Fast forward a few months and Nathaniel, a religion major, shows up at IFE in Brussels wanting to learn more about Islam in Europe. Working full-time with the Center for Equal Opportunity and against Discrimination, a combined research and activist center, Nathaniel began closely following the national debate on full veils and constitutional reform. His research for the Center led him to conduct in-depth interviews with a dozen local actors including Islamic community groups, sounding out their various points of view on observance, culture and integration. Nathaniel’s findings have lost none of their pertinence in the light of recent traumatic events; true integration involves an effort by the majority population as well. Stigmatization may have the opposite effect of the one desired, breeding separation and radical communitarist reactions. Readers of his work would have been less taken by surprise by events since.
A year later, with refugee and migration questions not yet on the front page in Europe, IFE student Rebecca, majoring in history and political science, takes up duties as an assistant researcher at Belgium’s Egmont Institute, otherwise known as the Royal Institute for International Relations. Exposed to many diplomatic events, issues and actors, Rebecca brought her research to bear on what she and her advisors felt was a crucial, basic question: identity crisis in Europe. Rebecca took a historical look at European identity from the beginning of European integration. Read in 2016 her conclusion seems downright prophetic: “IF the EU focuses its efforts on the development of a European identity based on, for example, a sense of multiculturalism and diversity, it will be closer than ever to the level of integration many seek.” With this statement, Rebecca neatly captures not only the problem as it has bloomed since, but also the best basis for a European solution.
Still more recently, just before Mollenbeek became a household term, an IFE student, working in a socio-political research center, analyzed the problem of economic integration, using the Moroccan population of Brussels as a case study.

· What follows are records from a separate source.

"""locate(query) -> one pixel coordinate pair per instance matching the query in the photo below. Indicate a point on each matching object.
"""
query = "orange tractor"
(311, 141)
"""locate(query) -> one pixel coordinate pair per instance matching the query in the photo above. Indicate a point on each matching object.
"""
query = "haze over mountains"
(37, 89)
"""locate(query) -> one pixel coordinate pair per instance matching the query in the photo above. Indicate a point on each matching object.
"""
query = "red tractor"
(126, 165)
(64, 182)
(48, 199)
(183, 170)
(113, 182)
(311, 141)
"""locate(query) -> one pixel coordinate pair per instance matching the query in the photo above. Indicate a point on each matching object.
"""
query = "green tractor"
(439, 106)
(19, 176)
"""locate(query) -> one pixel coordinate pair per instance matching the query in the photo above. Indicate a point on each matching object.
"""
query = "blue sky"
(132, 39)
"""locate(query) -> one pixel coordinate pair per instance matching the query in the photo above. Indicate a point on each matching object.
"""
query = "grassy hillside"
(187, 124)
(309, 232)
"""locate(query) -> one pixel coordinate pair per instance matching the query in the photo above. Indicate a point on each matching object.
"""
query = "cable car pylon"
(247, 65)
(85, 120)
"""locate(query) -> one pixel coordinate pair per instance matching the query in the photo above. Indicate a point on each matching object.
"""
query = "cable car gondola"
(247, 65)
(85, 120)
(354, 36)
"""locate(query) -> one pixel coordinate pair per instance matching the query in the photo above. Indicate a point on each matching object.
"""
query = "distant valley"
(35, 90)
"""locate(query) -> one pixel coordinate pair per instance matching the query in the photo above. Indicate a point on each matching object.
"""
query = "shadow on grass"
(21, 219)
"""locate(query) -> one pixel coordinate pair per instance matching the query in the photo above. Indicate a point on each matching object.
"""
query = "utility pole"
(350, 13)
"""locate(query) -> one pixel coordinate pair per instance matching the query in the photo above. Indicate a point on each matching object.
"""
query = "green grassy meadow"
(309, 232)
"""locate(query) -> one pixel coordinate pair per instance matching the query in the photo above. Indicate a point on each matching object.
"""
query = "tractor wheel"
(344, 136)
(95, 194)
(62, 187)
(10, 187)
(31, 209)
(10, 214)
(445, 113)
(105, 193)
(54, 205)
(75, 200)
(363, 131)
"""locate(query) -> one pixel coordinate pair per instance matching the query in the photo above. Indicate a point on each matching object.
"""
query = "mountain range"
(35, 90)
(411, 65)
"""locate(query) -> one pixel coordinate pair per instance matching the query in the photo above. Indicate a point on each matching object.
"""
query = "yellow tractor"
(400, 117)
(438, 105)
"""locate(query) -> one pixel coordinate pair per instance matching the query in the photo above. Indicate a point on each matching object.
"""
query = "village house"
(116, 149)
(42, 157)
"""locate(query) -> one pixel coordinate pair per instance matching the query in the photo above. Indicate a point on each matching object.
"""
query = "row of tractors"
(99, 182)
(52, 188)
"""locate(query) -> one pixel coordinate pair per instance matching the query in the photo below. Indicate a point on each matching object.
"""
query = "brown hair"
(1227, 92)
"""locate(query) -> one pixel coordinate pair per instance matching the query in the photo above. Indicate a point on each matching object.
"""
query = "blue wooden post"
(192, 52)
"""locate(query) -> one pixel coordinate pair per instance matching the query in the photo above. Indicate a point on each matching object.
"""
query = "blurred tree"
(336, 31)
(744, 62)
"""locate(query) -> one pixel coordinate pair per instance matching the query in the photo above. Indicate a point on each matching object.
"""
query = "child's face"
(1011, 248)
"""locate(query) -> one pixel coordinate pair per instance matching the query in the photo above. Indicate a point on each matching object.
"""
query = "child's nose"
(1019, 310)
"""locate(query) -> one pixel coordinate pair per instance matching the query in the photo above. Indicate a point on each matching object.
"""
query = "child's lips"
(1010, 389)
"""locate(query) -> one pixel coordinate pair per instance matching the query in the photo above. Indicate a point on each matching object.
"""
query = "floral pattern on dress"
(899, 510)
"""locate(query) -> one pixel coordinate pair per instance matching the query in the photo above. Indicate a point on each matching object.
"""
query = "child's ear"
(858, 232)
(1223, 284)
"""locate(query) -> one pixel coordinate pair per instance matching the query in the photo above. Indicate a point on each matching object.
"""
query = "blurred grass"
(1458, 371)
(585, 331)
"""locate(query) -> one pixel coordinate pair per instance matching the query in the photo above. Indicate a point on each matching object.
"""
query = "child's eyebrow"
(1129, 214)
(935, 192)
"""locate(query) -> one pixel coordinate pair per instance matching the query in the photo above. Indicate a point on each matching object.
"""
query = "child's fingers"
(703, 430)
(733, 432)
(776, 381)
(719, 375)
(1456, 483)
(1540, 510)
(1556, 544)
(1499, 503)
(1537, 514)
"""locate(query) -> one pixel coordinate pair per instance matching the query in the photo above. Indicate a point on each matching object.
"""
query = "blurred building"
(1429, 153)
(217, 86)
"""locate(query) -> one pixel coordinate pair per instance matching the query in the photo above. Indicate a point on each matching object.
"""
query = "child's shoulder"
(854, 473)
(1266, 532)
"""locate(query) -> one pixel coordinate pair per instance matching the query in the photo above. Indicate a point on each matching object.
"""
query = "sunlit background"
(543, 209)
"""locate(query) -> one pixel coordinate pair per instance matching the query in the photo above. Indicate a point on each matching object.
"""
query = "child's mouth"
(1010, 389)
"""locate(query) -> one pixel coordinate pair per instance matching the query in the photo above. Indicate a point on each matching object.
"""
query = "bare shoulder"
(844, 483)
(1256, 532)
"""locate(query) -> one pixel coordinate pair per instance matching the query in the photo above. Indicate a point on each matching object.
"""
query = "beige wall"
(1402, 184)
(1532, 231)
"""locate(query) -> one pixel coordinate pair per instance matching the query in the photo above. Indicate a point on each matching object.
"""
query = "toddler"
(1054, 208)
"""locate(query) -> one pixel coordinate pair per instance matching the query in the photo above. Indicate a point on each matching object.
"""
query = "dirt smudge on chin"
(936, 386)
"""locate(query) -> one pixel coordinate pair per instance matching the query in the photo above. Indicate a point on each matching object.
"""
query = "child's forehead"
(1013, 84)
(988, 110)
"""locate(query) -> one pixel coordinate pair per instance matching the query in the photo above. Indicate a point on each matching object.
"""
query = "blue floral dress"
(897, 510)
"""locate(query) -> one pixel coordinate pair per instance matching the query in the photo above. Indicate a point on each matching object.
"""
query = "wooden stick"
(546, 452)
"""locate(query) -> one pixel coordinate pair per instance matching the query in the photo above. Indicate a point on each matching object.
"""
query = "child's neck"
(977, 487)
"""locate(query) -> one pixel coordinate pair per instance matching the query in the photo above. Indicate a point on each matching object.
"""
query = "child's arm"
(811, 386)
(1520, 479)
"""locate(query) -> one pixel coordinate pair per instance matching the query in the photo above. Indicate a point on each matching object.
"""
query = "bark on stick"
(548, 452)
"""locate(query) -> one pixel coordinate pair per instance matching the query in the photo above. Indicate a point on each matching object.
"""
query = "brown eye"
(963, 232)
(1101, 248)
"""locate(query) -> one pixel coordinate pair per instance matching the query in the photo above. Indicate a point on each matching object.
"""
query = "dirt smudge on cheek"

In the last few months, another IFE student, working with a leading Belgian NGO working with immigrant families for their integration, was led to reflect on how such agencies, even with the best of intentions and policies, can unwittingly reinforce feelings of exclusion. No diagram needed to understand the crucial importance of this sort of analysis for understanding and responding adequately to the current malaise.
In fact, the lessons learned – and taught – by these student researchers find additional value beyond the Belgian case, as they and we go on to reflect on Europe, and on events in our own countries including the US.